Causes of biliary duct dilatation Intrinsic Stones
Carcinoma of the ampulla of Vater Cholangiocarcinoma Stricture
(associated with chronic pancreatitis) Biliary atresia/choledochal
cyst Post-liver-transplantation bile duct stenosis (usually
anastomotic) Parasites Age-related or post-surgical mild CBD
dilatation
Extrinsic Carcinoma of the head of pancreas Acute
pancreatitis Lymphadenopathy at the porta hepatis Other masses at the
porta, e.g. hepatic artery aneurysm, gastrointestinal tract mass
Intra-hepatic tumours (obstruct distal segments)
Diffuse hepatic
conditions Sclerosing cholangitis Carolis disease
Management
of biliary obstruction : Management of biliary obstruction obviously depends
on the cause and the severity of the condition. Removal of stones in the CBD may
be performed by ERCP with sphincterotomy. Elective cholecystectomy may take
place if gallstones are present in the gallbladder. Laparoscopic ultrasound is a
useful adjunct to surgical exploration of the biliary tree and its accuracy in
experienced hands equals that of X-ray cholangiography. It is rapidly becoming
the imaging modality of choice to examine the ducts during laparoscopic
cholecystectomy. Endoscopic ultrasound can also be used to examine the CBD,
avoiding the need for laparoscopic exploration of the duct when performed in the
immediate preoperative stage. The treatment of malignant obstruction is
determined by the stage of the disease. Accurate staging is best performed using
CT and/or MRI. If surgical removal of the obstructing lesion is not a suitable
option because of local or distant spread, palliative stenting may be performed
endoscopically to relieve the obstruction and decompress the ducts. The patency
of the stent may be monitored with ultrasound scanning by assessing the degree
of dilatation of the ducts.

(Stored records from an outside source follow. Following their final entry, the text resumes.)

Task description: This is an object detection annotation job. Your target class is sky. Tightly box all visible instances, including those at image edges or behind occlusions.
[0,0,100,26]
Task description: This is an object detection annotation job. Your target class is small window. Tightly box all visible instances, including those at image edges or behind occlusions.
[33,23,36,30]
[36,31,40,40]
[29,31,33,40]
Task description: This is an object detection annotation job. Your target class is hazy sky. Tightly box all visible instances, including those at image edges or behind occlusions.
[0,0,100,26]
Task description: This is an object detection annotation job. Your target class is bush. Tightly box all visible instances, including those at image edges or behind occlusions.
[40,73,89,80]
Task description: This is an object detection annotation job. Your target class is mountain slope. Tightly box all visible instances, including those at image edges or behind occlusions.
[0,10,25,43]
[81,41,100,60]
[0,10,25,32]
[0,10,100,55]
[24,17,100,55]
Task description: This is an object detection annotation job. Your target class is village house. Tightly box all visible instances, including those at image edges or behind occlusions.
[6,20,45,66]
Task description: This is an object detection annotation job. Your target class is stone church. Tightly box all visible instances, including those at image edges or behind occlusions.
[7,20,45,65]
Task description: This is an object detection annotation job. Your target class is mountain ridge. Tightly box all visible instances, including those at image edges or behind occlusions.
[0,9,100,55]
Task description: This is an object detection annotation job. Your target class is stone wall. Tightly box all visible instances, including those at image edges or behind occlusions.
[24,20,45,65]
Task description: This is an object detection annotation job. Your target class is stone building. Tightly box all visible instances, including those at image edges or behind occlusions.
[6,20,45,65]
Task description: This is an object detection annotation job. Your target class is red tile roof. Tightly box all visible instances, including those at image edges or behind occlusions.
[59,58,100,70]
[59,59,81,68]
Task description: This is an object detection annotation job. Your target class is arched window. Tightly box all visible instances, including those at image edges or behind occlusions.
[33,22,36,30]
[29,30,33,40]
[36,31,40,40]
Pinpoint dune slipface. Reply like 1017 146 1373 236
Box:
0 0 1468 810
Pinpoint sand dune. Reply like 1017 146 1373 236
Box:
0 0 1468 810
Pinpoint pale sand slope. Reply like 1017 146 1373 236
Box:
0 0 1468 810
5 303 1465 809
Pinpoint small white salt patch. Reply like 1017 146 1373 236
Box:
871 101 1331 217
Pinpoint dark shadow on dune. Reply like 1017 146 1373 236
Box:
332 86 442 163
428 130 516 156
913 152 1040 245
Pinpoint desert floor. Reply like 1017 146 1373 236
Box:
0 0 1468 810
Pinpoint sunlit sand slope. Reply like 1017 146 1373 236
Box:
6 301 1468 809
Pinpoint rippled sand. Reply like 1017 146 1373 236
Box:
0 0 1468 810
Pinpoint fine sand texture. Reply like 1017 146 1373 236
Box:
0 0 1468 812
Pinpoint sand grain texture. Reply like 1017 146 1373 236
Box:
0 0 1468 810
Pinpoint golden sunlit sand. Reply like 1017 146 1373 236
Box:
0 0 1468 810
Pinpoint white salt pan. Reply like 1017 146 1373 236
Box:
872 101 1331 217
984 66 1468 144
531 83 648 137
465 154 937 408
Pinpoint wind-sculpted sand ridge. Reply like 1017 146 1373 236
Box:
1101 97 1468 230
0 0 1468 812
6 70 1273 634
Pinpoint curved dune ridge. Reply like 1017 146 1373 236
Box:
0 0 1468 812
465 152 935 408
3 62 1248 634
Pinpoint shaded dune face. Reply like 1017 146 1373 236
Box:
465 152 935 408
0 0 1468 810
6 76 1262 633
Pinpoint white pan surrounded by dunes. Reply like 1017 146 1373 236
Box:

Clinical suspicion of early obstruction should be
raised if the serum alkaline phosphatase is elevated, (often more sensitive in
the early stages than a raised serum bilirubin). In the presence of ductal
dilatation on ultrasound, further imaging, such as CT or MRCP, may then refine
the diagnosis.
Intrahepatic tumours causing biliary obstruction
: Focal masses which cause segmental intrahepatic duct dilatation are usually
intrinsic to the duct itself, for example cholangiocarcinoma. It is also
possible for a focal intrahepatic mass, whether benign or malignant, to compress
an adjacent biliary duct, causing subsequent obstruction of that segment. This
is not, however, a common cause of biliary dilatation and occurs most usually
with hepatocellular carcinomas. Most liver metastases deform rather than
compress adjacent structures and biliary obstruction only occurs if the
metastases are very large and/or invade the biliary tree. A hepatocellular
carcinoma or metastatic deposit at the porta hepatis may obstruct the common
duct by squeezing it against adjacent extrahepatic structures. Benign
intrahepatic lesions rarely cause ductal dilatation, but occasionally their
sheer size obstructs the biliary tree.